Mais do que música: Um manifesto de ocupação de espaços
O nascimento e a consolidação da Orquestra das Meninas no ano de 2022 respondem a um gargalo histórico do trade musical. Os setores de regência, arranjo e execução instrumental de sopro — tanto no ambiente acadêmico quanto nas bandas de baile — sempre registraram assimetrias severas de gênero, mantendo postos de liderança e destaque ocupados majoritariamente por homens.
O coletivo subverte essa lógica ao provar, na prática, a viabilidade técnica e o valor de mercado de uma bancada 100% feminina e jovem.
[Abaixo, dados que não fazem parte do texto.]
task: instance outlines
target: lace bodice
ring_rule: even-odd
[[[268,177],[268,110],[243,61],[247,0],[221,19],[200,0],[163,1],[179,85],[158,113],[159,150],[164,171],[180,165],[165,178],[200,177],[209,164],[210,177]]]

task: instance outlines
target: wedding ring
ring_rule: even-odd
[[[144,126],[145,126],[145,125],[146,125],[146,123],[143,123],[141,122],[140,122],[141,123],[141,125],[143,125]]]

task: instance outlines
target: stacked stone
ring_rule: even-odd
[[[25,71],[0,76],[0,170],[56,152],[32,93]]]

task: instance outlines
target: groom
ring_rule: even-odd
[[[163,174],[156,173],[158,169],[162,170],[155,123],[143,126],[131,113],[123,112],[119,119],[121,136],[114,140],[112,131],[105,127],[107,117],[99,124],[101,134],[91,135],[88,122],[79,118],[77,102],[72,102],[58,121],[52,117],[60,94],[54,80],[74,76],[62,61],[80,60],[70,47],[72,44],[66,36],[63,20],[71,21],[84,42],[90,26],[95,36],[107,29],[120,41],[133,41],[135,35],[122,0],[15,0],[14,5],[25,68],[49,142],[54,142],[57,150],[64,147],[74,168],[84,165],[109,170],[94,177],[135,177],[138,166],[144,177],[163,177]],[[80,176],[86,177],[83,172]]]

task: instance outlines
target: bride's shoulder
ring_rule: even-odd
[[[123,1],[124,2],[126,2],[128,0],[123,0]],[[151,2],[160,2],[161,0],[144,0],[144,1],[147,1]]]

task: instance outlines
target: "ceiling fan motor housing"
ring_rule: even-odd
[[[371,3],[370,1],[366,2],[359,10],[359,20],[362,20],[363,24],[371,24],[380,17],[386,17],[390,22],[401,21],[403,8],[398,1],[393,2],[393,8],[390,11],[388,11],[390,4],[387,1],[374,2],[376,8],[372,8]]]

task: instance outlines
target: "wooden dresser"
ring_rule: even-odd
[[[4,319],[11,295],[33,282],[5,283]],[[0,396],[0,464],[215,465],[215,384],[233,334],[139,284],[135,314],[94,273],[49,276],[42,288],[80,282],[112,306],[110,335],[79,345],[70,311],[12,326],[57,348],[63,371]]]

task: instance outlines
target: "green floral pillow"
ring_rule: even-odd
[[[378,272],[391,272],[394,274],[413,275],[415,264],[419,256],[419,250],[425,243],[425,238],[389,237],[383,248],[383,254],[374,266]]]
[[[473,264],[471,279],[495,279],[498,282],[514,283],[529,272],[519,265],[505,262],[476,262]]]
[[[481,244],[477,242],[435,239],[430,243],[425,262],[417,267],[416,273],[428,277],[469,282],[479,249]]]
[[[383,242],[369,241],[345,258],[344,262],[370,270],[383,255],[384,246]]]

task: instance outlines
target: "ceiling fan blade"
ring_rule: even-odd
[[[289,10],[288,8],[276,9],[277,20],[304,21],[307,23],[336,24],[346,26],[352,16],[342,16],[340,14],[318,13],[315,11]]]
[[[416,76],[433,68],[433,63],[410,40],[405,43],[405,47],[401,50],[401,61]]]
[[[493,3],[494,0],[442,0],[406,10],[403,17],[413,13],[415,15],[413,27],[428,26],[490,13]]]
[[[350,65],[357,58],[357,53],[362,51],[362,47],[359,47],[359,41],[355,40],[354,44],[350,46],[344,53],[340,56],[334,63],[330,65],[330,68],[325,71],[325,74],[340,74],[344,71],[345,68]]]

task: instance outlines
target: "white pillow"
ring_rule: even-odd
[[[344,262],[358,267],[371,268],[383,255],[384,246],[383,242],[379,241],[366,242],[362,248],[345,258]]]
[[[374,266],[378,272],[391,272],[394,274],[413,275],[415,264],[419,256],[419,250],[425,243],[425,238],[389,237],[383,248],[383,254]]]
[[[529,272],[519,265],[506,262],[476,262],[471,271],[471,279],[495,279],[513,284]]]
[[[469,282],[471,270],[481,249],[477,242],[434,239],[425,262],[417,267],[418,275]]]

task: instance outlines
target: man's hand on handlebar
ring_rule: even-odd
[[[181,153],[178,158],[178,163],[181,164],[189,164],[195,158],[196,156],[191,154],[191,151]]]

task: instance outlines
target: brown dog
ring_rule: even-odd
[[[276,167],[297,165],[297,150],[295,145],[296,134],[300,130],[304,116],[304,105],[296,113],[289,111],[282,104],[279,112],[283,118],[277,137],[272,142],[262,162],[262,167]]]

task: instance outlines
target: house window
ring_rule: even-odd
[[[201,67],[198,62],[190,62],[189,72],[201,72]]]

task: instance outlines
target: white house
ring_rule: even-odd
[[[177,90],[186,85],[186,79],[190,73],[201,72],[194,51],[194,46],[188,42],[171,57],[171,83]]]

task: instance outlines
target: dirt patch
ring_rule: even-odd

Ao ecoar sua arte de forma profissional e estruturada, o grupo não apenas encanta o público espectador, mas funciona como uma vitrine de inspiração para que novas gerações de meninas da periferia e do interior do estado vejam na música instrumental uma carreira viável e um canal de livre expressão. Mais do que um agrupamento de partituras, o projeto firma-se como voz ativa, resistência cultural e arte em constante movimento no coração da Paraíba.